Take a look at the screenshot of a demo program in Figure 1. The demo uses MSO to solve a well-known benchmark problem called Rastrigin's function. Rastrigin's function can accept any number of input values; the number of inputs is called the dimension of the function. The demo uses Rastrigin's function with six dimensions. The minimum value of Rastrigin's function is 0.0 when all input values equal 0.

[Click on image for larger view.] Figure 1. Multi-Swarm Optimization in Action

The graph in Figure 2 shows Rastrigin's function with two dimensions. The function has many hills and valleys that can trap optimization algorithms with an incorrect answer. The one global minimum value is at the bottom of the graph and isn't quite visible because of all the surrounding curves. Solving Rastrigin's function is quite difficult for optimization algorithms, which is why researchers often use it when investigating a new optimization algorithm.

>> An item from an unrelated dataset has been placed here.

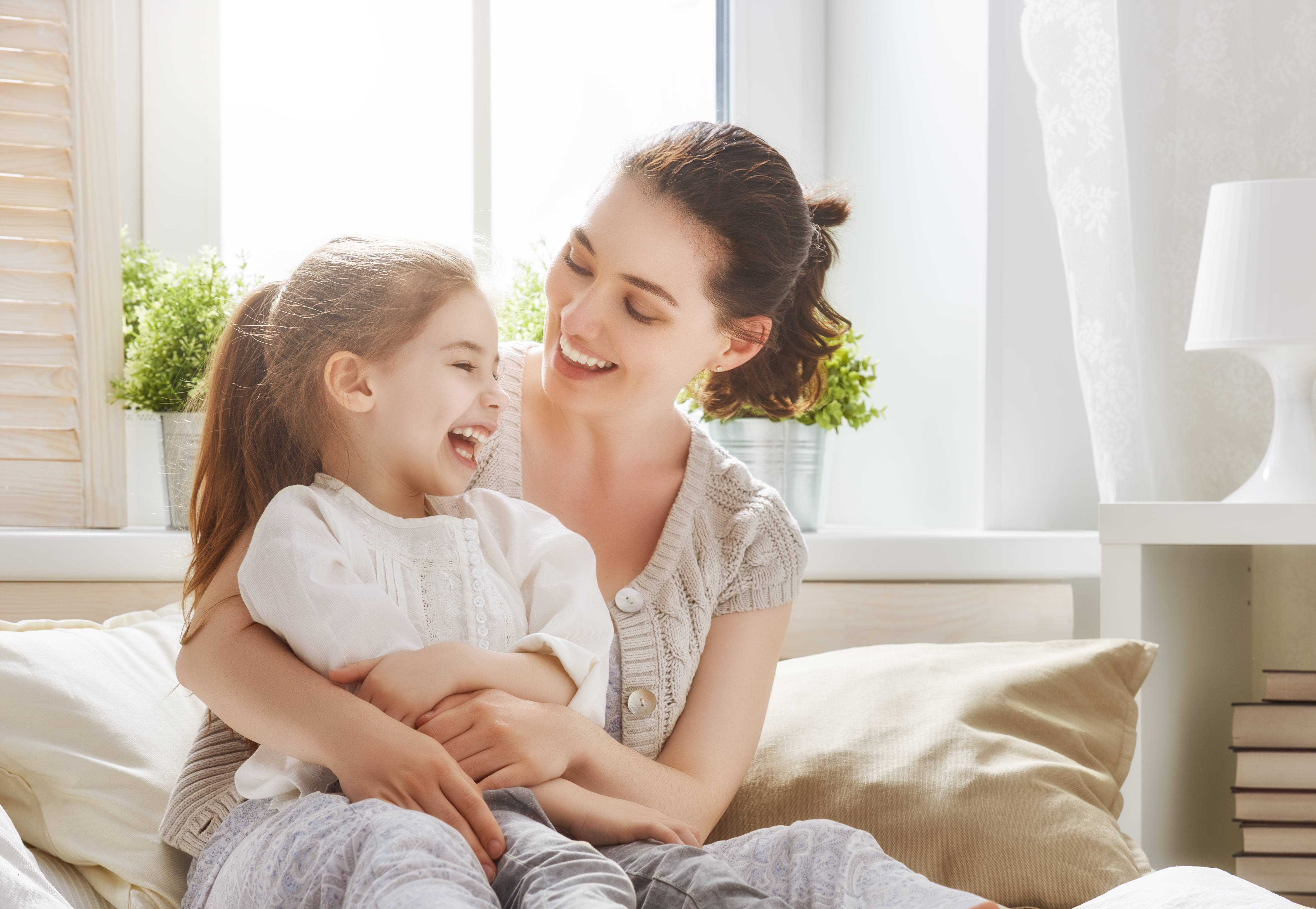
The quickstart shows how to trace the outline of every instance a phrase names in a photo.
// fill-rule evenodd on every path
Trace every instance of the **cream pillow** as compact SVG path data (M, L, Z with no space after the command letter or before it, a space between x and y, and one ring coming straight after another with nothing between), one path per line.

[Click on image for larger view.] Figure 2. Rastrigin's Function for Two Variables

MSO is a variation of particle swarm optimization (PSO). In PSO, there are multiple virtual particles, where each particle represents a potential solution to the problem being solved. The collection of particles is called a swarm. The particles move, that is, change values, in a way that models the behavior of groups such as schools of fish and flocks of birds. MSO extends PSO by using several swarms that interact with each other.

The demo program uses four swarms. Each swarm has five particles. Larger numbers of swarms and particles increase the chance of finding the true minimum value, at the expense of slower performance. MSO is an iterative process. The demo sets a maximum number of iterations of the algorithm, in variable maxEpochs, to 2000. Again, more iterations is offset by slower performance.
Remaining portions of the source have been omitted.